利用実態の9割はコーディング以外 — 公式データが示す主戦場

「Coworkは開発ツールの派生」という見方は、実際の使われ方のデータと合いません。Anthropicが約120万件のCoworkセッションを匿名化して分析した公式レポートでは、利用の90%超がソフトウェア開発以外で、最大カテゴリは「業務プロセス・オペレーション」(散在する情報のレポート化、チェックリスト作成、スプレッドシートの照合など・33.4%)、次いで「コンテンツ制作」(ドラフト・スライド・提案書の作成など・16.4%)と報告されています。ソフトウェア開発そのものは1割未満でした。つまりCoworkの実像は、「誰の担当とも決まっていないが誰かがやるしかない事務作業」の受け皿です。検索でこの機能にたどり着いた非エンジニアの方は、まさに想定どおりの利用者層といえます。
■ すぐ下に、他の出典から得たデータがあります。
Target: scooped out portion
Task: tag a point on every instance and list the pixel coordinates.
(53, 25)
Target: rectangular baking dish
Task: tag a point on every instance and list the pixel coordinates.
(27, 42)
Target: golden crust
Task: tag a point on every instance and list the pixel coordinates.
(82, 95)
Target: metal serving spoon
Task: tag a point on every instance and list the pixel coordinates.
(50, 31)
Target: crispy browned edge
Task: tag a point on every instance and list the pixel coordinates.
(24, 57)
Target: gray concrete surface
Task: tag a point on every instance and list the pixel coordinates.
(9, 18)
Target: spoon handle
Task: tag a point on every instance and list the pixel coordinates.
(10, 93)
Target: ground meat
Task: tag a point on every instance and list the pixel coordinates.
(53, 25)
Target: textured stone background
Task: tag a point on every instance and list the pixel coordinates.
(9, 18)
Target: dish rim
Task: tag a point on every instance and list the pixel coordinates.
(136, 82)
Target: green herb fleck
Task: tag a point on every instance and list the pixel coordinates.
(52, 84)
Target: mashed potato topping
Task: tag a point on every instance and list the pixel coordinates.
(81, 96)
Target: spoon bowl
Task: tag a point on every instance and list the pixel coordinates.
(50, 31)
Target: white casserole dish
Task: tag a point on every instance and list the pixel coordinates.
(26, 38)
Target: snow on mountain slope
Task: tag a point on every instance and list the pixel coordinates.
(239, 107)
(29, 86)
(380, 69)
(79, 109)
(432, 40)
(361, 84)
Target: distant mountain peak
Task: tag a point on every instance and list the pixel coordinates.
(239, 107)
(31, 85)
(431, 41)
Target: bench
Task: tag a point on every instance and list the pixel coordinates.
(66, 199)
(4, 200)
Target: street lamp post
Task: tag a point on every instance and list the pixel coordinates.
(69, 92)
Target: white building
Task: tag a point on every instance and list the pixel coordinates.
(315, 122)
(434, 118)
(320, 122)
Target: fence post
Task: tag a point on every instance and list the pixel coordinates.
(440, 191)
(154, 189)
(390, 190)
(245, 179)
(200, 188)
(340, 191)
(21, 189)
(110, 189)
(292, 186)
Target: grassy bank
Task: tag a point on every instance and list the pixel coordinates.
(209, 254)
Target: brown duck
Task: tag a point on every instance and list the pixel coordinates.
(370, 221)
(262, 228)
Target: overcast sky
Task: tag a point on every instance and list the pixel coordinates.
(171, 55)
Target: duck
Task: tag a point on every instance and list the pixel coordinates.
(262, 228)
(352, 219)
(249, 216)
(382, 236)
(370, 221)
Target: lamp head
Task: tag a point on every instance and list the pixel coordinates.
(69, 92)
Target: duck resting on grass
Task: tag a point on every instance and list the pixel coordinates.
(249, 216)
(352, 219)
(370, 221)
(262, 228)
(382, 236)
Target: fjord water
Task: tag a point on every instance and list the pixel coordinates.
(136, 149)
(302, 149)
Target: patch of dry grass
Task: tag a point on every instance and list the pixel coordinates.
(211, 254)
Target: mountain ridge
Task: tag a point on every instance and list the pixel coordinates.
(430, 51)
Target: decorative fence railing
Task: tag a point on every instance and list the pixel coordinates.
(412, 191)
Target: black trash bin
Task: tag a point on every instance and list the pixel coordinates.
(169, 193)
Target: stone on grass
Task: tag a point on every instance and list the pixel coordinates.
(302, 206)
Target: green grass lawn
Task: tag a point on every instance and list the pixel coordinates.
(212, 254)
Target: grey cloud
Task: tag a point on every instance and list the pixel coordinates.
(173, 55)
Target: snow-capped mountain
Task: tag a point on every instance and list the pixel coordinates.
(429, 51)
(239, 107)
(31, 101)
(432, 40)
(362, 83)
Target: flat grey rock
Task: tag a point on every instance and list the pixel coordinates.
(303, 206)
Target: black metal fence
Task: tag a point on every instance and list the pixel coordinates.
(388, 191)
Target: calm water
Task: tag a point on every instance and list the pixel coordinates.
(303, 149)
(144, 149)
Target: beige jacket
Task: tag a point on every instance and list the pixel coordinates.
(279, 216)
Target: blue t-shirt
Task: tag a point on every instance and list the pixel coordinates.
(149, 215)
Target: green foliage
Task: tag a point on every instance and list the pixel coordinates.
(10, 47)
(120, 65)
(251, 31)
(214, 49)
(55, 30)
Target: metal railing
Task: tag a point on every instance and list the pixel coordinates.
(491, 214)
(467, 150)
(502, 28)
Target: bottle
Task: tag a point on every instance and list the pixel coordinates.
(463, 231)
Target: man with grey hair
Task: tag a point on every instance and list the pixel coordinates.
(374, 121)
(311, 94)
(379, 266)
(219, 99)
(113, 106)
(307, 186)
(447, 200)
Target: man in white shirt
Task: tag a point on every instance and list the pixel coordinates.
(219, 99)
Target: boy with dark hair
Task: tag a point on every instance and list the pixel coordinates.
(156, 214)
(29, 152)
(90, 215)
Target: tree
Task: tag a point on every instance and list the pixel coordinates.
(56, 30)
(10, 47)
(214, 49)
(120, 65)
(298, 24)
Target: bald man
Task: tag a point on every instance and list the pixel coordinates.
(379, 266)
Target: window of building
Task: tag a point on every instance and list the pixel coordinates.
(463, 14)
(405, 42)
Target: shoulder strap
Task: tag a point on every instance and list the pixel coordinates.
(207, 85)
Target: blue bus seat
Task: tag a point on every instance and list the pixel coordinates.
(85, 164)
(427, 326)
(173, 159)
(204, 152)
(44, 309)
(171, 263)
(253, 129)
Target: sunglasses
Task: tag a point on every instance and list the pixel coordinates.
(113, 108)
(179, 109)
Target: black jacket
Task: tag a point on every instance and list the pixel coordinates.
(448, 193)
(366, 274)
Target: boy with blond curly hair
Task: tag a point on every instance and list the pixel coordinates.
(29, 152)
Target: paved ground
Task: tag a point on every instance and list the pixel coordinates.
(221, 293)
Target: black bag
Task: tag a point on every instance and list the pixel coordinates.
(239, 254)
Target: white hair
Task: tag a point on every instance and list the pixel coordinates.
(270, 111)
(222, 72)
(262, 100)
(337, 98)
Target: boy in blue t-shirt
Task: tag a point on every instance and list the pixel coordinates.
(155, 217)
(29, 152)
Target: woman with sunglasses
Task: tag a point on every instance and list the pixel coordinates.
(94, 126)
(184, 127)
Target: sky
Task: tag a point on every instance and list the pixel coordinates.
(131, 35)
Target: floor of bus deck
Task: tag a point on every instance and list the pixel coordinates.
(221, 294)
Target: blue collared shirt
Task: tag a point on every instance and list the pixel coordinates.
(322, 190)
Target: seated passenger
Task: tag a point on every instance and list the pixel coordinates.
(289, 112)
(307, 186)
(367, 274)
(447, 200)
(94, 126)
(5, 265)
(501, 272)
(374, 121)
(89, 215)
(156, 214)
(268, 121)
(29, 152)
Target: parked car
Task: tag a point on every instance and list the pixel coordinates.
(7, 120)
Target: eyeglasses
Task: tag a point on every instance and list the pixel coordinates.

Claude Coworkに任せられる作業の流れ — ファイル操作・アプリ連携・タスクの自律遂行

Claude Coworkでできることは、(1)ローカルフォルダ内のファイルを読み書きする事務作業の代行、(2)コネクタ・プラグインによる外部アプリ(Slack・Google Drive等)との連携、(3)クラウド実行による予約タスク・作業の継続、の3層で整理できます。共通するのは、「散らばった材料を集めて、整理して、成果物の形に仕上げる」定型フローを丸ごと任せられることです。例えば「このフォルダの領収書画像を読み取って経費一覧のスプレッドシートにまとめて」「過去の議事録から未完了の宿題を拾ってレポートにして」といった、複数ファイルをまたぐ作業が典型です。1件ずつは小さくても回数が多い作業ほど、委任の効果が大きくなります。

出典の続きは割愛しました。